Privacy Policy
Last updated: 19 June 2026
This Privacy Policy is in force on the running service. The no-logs commitments below apply today.
1. Our approach
UNIFY VPN is built so that the data needed to deanonymise you does not exist. We collect the minimum required to run an account and a subscription, and nothing about what you do inside the tunnel. This policy explains exactly what that means.
It covers the VPN service, apps, browser extension, Telegram bot, command-line tools, and website.
2. What we never collect
We do not log connection metadata: not the sites you visit, not the IP addresses you connect to, not DNS queries, not timestamps of individual connections. Session tables on the VPN edges live in RAM only and are never written to disk.
We do not inspect, modify, or record the contents of your traffic. End-to-end encryption with perfect forward secrecy makes operator-side decryption mid-stream structurally impossible.
The only traffic data we keep is an aggregate byte counter per server, used for capacity planning. It cannot be tied to an individual user.
3. What we do collect
Account data: your email address (or Google account identifier), a display name if you set one, your password stored only as an Argon2id hash, and your account and session state. If you link Telegram, we store the mapping between your Telegram user ID and your account.

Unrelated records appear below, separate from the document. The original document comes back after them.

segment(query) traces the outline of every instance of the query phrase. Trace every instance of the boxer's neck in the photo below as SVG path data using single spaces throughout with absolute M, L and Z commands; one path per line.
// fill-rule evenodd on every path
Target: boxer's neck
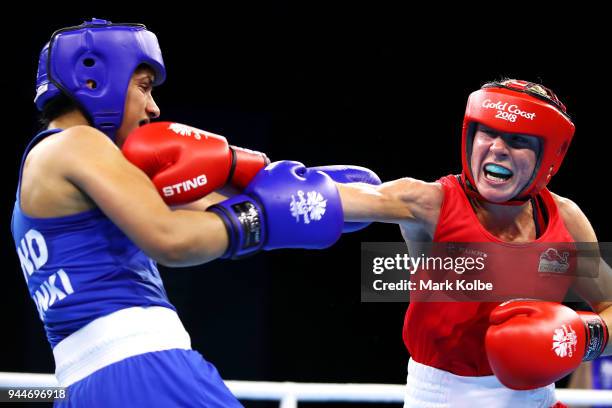
M 85 116 L 79 111 L 75 109 L 68 113 L 65 113 L 51 122 L 49 122 L 48 129 L 68 129 L 73 126 L 91 126 L 89 121 L 85 118 Z
M 478 220 L 493 235 L 504 241 L 532 241 L 536 238 L 531 201 L 523 205 L 471 201 Z

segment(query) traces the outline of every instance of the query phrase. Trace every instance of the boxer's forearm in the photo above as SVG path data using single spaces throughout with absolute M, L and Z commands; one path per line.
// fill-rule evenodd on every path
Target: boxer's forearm
M 377 186 L 364 183 L 337 184 L 345 221 L 382 221 L 388 204 Z
M 171 267 L 210 262 L 223 255 L 229 243 L 223 220 L 206 211 L 176 210 L 164 231 L 163 251 L 148 255 Z
M 591 237 L 588 237 L 591 238 Z M 612 328 L 612 269 L 602 258 L 579 258 L 580 274 L 575 290 Z M 612 342 L 608 342 L 602 355 L 612 355 Z
M 338 185 L 345 221 L 402 223 L 419 221 L 430 207 L 434 187 L 403 178 L 372 186 L 363 183 Z
M 190 210 L 190 211 L 206 211 L 208 207 L 211 205 L 215 205 L 220 203 L 223 200 L 227 200 L 230 197 L 233 197 L 236 193 L 230 193 L 229 191 L 215 191 L 208 194 L 206 197 L 202 197 L 199 200 L 193 201 L 188 204 L 183 205 L 175 205 L 171 208 L 173 210 Z
M 609 328 L 612 327 L 612 303 L 606 302 L 605 304 L 603 303 L 598 304 L 598 309 L 601 309 L 602 307 L 603 307 L 603 310 L 599 311 L 598 314 L 602 318 L 602 320 L 604 321 L 604 323 L 606 324 L 609 330 Z M 601 353 L 601 355 L 602 356 L 612 355 L 612 342 L 608 341 L 608 344 L 606 345 L 606 348 L 604 349 L 603 353 Z

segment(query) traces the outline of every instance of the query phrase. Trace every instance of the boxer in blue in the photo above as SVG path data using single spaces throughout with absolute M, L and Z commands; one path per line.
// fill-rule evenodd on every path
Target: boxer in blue
M 156 36 L 137 24 L 93 19 L 55 32 L 40 55 L 35 103 L 45 129 L 23 155 L 11 227 L 55 374 L 68 387 L 57 406 L 241 406 L 215 367 L 191 349 L 156 263 L 327 247 L 343 230 L 365 225 L 344 224 L 334 180 L 379 183 L 367 169 L 319 169 L 327 175 L 297 162 L 257 172 L 265 156 L 207 135 L 224 154 L 211 159 L 215 168 L 203 179 L 211 182 L 202 184 L 221 188 L 212 180 L 232 183 L 236 169 L 247 167 L 248 183 L 241 173 L 233 184 L 248 186 L 229 199 L 210 193 L 170 208 L 155 177 L 118 148 L 159 116 L 152 88 L 165 76 Z M 193 129 L 173 125 L 181 135 L 175 143 L 188 143 Z M 206 156 L 206 146 L 186 150 Z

Subscription and payment data: your plan, its status and dates, and references to payments held by our payment processors. We store payment identifiers, not card numbers — card data is handled entirely by the processor.

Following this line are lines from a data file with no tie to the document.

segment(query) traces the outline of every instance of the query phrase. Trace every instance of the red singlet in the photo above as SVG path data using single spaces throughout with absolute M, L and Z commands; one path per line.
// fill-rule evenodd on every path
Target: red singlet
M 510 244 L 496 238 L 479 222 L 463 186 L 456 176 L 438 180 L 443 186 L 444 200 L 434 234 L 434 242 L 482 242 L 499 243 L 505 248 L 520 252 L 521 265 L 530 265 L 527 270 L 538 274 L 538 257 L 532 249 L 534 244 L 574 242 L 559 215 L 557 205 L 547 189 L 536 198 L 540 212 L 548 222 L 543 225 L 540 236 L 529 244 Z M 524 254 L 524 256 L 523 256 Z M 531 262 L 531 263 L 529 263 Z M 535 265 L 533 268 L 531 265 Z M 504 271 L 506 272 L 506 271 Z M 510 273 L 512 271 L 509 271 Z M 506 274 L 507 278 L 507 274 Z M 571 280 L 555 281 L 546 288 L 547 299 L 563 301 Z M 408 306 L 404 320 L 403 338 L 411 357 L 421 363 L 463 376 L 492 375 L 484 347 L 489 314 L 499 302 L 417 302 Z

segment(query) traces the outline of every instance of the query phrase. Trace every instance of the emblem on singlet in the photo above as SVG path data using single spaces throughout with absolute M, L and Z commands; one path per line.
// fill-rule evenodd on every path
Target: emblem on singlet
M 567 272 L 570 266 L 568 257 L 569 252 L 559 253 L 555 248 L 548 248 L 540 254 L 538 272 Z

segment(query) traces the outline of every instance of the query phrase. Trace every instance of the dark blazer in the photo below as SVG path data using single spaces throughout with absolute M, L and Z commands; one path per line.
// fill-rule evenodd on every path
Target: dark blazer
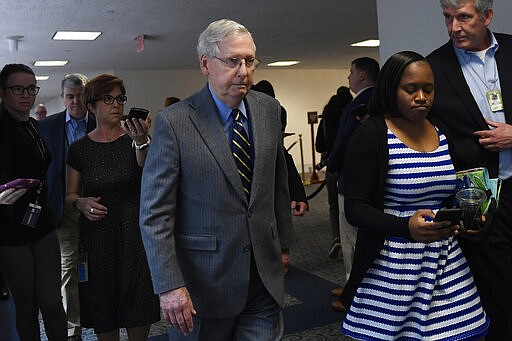
M 44 174 L 51 161 L 48 147 L 40 141 L 39 134 L 27 126 L 37 129 L 37 121 L 30 118 L 28 122 L 19 122 L 3 104 L 0 104 L 0 145 L 3 146 L 0 158 L 0 184 L 16 178 L 33 178 L 44 180 Z M 38 143 L 34 141 L 35 135 Z M 44 154 L 42 154 L 44 152 Z M 44 155 L 44 156 L 43 156 Z M 48 209 L 47 186 L 42 181 L 40 186 L 33 187 L 21 196 L 13 205 L 0 205 L 0 246 L 22 245 L 43 238 L 56 227 L 51 210 Z M 27 207 L 38 200 L 42 206 L 36 228 L 21 224 Z
M 281 248 L 292 225 L 281 109 L 256 91 L 244 103 L 254 146 L 249 201 L 207 86 L 156 115 L 144 165 L 140 227 L 154 291 L 186 286 L 199 317 L 242 311 L 251 259 L 284 304 Z
M 90 113 L 87 115 L 87 132 L 90 132 L 96 127 L 96 118 Z M 48 198 L 57 222 L 60 223 L 66 196 L 66 157 L 69 148 L 66 137 L 66 110 L 39 121 L 39 130 L 52 155 L 52 162 L 46 173 Z
M 496 63 L 500 76 L 505 118 L 512 124 L 512 36 L 495 33 L 499 48 Z M 489 175 L 498 176 L 499 153 L 484 149 L 473 136 L 476 130 L 489 129 L 476 104 L 460 68 L 451 41 L 433 51 L 427 59 L 434 71 L 436 98 L 430 111 L 433 122 L 447 129 L 443 132 L 451 139 L 455 169 L 487 167 Z
M 329 163 L 327 170 L 331 173 L 338 173 L 338 192 L 343 194 L 343 162 L 345 158 L 345 150 L 347 149 L 348 141 L 354 130 L 361 125 L 361 122 L 356 118 L 354 111 L 362 105 L 368 105 L 370 98 L 373 95 L 374 87 L 368 88 L 361 92 L 359 96 L 354 98 L 352 102 L 347 104 L 340 117 L 338 132 L 336 134 L 336 141 L 331 154 L 329 155 Z
M 304 185 L 302 183 L 302 178 L 297 171 L 297 167 L 295 167 L 295 162 L 293 162 L 293 157 L 288 153 L 288 151 L 284 150 L 284 157 L 286 158 L 286 168 L 288 170 L 288 187 L 290 189 L 290 200 L 297 202 L 308 202 L 306 197 L 306 191 L 304 190 Z
M 512 36 L 495 33 L 499 48 L 495 58 L 505 108 L 505 120 L 512 124 Z M 489 129 L 466 83 L 451 41 L 433 51 L 428 61 L 434 71 L 436 98 L 430 112 L 454 148 L 452 160 L 456 170 L 487 167 L 494 178 L 499 173 L 499 153 L 483 148 L 473 136 L 477 130 Z M 491 318 L 486 340 L 505 340 L 512 323 L 511 233 L 512 179 L 503 182 L 498 210 L 492 217 L 488 233 L 478 243 L 459 239 L 471 267 L 482 305 Z
M 409 238 L 409 229 L 408 218 L 383 212 L 389 162 L 387 126 L 383 116 L 372 117 L 356 129 L 345 158 L 345 212 L 348 222 L 358 227 L 354 264 L 341 297 L 341 302 L 348 308 L 382 249 L 386 235 Z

Anti-fraud signals: a device fingerprint and signup IP, used to enforce signup limits and detect abuse (for example, more than three signups from one IP in 24 hours). These are not used to track your browsing.
Website and product telemetry: error reports via Sentry, with personally identifying fields scrubbed before they are sent, and aggregate performance metrics. New-device login alerts include a coarse location and user-agent so you can recognise the session.
4. How we use it
We use this data only to operate the Service: to authenticate you, run your subscription, process payments, prevent fraud and abuse, send essential account email (verification, new-device alerts, PREMIUM-period and billing reminders), and keep the Service reliable. We do not sell your data and we do not use it for advertising.
5. Legal basis
Where the GDPR applies, we process account, subscription, and payment data to perform our contract with you; anti-fraud and security data on the basis of our legitimate interest in protecting the Service; and we send marketing only with your consent. We maintain a data register and honour data-subject access requests.
6. Who we share with
We share data only with the processors we need to run the Service: Supabase for authentication, our payment processors (LAVA, our on-chain crypto payment processor, and the Telegram payment rails) for billing, an email provider for transactional mail, and Sentry for error reporting. Each receives only what it needs for that function.
We do not share account data with advertisers or data brokers. We do not respond to extra-judicial requests. We will respond to a valid, lawful order only to the extent we are legally required, and we can only ever produce the limited account data described above — never connection logs, because they do not exist.
7. How long we keep it
We keep account, subscription, and payment data while your account is active and as long as the law requires us to retain payment records. RAM-only session data is gone the moment a session ends or an edge restarts. Disposable-email and anti-fraud caches expire automatically.
When you delete your account, we delete your personal data within 30 days, except records we are legally required to retain (such as payment receipts for tax purposes).
8. Your rights
You can access, correct, export, or delete your data. You can delete your account yourself from your dashboard, which completes within 30 days. Where the GDPR or a similar law applies, you also have the right to object to or restrict certain processing and to lodge a complaint with your data-protection authority.
To exercise any right, use your dashboard or contact [email protected].
9. Cookies and the website
The website uses only the cookies needed to keep you signed in and to remember your language. We do not use third-party advertising or analytics cookies. Session cookies are set Secure, HttpOnly, and SameSite.
10. International transfers and jurisdiction
Our servers are located outside the region whose censorship the Service is designed to bypass, and no infrastructure that processes your personal data sits under that region's jurisdiction. Where data is transferred between regions, we rely on appropriate safeguards.
11. Children
The Service is not directed to children. We do not knowingly collect data from anyone below the age of digital consent in their jurisdiction.
12. Changes and contact
We may update this policy; material changes will be announced through the Service before they take effect.
Privacy questions and data-subject requests: [email protected].